Por lo tanto, en este contexto no es difícil suponer que en Uruguay el impacto del desempleo siga siendo estructural en los jóvenes con una profundización de las brechas ya existentes. El último informe del Instituto Nacional de Estadística (INE) presentado la semana pasada, señaló que hay 184.000 personas sin trabajo y es la cifra más alta desde febrero.
Las cifras, cerradas a julio, indicaban que el desempleo es de 10,4 por ciento, en comparación con junio que finalizó con 9,4 por ciento. Las mujeres tienen un mayor desempleo frente a los hombres y la tendencia no se ha revertido ni en tiempos de bonanza. El porcentaje de personas desocupadas siempre tuvo una sensibilidad acorde a las circunstancias, pero debe tenerse presente que en febrero de 2020 –es decir antes de la pandemia y del cambio de gobierno– el INE informaba que el desempleo se encontraba en 10,5 por ciento.
Es que no hay otra forma de confirmar que la realidad actual es tan complicada como la anterior. Y eso se consigue con las comparaciones oficiales que ratifican la prolongación de los impactos sociales y sus consecuencias, desde siempre, sobre las poblaciones de menores recursos.

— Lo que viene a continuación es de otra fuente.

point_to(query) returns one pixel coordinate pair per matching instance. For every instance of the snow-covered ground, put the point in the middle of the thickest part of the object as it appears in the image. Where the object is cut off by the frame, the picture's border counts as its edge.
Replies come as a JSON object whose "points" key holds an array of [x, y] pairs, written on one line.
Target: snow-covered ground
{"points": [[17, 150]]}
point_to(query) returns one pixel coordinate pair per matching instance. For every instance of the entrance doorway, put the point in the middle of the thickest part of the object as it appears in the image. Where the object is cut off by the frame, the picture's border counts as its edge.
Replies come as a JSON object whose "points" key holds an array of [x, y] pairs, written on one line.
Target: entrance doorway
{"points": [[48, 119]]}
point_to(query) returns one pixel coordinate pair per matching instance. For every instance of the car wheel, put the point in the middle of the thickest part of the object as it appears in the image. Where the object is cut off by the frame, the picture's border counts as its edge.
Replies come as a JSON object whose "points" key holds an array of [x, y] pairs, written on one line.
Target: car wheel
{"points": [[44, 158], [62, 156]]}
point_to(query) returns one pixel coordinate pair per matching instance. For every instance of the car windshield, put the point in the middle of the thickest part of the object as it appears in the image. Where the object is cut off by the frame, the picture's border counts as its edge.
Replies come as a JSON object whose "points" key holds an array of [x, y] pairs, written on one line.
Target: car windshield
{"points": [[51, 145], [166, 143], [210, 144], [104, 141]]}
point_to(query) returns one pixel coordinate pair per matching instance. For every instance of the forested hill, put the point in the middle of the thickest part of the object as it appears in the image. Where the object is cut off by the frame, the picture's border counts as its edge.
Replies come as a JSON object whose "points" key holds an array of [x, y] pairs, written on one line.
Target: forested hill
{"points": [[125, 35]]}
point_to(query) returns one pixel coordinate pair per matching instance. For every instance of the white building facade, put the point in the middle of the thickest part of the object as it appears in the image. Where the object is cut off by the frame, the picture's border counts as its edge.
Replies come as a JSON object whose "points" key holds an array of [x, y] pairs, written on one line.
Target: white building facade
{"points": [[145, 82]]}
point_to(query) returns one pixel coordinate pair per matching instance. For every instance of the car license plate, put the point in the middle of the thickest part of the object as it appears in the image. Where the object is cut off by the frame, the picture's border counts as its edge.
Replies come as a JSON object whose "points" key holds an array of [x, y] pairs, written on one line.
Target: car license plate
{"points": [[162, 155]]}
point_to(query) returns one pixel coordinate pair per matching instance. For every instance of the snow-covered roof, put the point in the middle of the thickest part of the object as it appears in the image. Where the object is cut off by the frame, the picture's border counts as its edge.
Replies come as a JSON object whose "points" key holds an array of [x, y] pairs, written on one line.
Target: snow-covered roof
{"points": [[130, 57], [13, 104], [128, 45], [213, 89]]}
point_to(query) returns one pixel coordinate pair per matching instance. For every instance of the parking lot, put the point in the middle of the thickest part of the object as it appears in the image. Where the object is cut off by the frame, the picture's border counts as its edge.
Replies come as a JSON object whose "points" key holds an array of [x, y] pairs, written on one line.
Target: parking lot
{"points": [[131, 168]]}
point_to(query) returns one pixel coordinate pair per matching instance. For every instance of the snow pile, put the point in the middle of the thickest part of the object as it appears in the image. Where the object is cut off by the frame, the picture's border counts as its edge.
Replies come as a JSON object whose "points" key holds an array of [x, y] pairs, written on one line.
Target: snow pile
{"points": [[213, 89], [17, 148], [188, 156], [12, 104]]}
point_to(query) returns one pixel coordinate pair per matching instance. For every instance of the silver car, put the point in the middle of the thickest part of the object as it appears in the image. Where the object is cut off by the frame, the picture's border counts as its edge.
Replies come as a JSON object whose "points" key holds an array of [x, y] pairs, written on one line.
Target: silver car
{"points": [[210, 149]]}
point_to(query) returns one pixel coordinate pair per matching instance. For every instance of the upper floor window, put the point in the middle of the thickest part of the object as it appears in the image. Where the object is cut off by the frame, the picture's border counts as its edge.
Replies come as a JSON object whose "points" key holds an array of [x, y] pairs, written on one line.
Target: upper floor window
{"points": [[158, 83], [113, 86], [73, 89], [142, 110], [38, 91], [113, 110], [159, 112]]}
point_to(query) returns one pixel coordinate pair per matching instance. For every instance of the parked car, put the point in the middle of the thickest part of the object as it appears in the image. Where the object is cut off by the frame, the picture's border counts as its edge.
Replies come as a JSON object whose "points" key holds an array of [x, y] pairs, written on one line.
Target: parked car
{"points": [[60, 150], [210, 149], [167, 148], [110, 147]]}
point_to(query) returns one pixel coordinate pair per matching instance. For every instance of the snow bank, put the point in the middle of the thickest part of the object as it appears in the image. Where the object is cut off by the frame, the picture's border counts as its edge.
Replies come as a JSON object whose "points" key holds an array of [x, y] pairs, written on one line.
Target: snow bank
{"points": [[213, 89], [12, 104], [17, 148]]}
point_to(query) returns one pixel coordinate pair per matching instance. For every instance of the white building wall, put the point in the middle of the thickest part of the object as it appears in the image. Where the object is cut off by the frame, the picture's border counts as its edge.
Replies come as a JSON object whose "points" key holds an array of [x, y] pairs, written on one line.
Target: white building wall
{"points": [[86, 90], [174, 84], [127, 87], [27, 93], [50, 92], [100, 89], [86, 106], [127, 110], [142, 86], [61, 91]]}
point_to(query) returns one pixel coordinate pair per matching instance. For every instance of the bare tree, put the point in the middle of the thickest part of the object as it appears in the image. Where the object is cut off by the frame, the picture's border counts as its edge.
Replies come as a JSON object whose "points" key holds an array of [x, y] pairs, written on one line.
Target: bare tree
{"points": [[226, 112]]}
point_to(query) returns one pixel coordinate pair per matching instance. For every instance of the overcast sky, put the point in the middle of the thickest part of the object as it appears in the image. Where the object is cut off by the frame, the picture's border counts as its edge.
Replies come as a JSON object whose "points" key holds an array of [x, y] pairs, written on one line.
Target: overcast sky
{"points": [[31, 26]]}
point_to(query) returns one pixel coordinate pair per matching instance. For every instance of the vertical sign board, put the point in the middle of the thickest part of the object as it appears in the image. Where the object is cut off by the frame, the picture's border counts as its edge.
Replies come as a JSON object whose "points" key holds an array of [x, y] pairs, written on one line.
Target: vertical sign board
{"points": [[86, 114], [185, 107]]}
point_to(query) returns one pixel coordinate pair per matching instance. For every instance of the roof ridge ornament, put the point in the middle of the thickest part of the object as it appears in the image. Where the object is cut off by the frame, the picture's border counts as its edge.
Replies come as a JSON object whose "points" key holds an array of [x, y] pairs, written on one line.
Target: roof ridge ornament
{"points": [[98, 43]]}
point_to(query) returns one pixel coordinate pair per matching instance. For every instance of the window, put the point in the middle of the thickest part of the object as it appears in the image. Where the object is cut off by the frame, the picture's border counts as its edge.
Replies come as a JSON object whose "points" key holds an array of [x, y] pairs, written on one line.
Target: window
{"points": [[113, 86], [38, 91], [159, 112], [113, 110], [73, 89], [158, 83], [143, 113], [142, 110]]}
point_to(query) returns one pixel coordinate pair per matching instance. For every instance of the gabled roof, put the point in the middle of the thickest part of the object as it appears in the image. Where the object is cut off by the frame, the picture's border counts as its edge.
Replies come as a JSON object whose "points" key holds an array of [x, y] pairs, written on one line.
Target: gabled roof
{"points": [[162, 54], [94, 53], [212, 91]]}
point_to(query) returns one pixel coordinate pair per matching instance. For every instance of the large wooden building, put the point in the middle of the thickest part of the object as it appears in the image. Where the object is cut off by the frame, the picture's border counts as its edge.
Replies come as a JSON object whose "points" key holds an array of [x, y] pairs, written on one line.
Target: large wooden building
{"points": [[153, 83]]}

Y los impactos serán diversos, pero fundamentalmente se observa un descenso en la calidad de vida. Por lo tanto, interpela a los gobiernos –de cualquier signo– a la concreción, más temprano que tarde, de políticas orientadas al fortalecimiento y creación de fuentes de empleo. También confirma que las intervenciones serán diversas, tanto para los jóvenes, las mujeres y la población con escasa preparación para el mundo del trabajo. O, para las pequeñas y medianas empresas que constituyen un núcleo de salida a esta crisis sin precedentes.
Porque el desempleo exacerbó el déficit laboral y social preexistente y el terreno perdido tardará en recuperarse. Tanto como el descontento social y la desazón de quienes atraviesan por graves dificultades.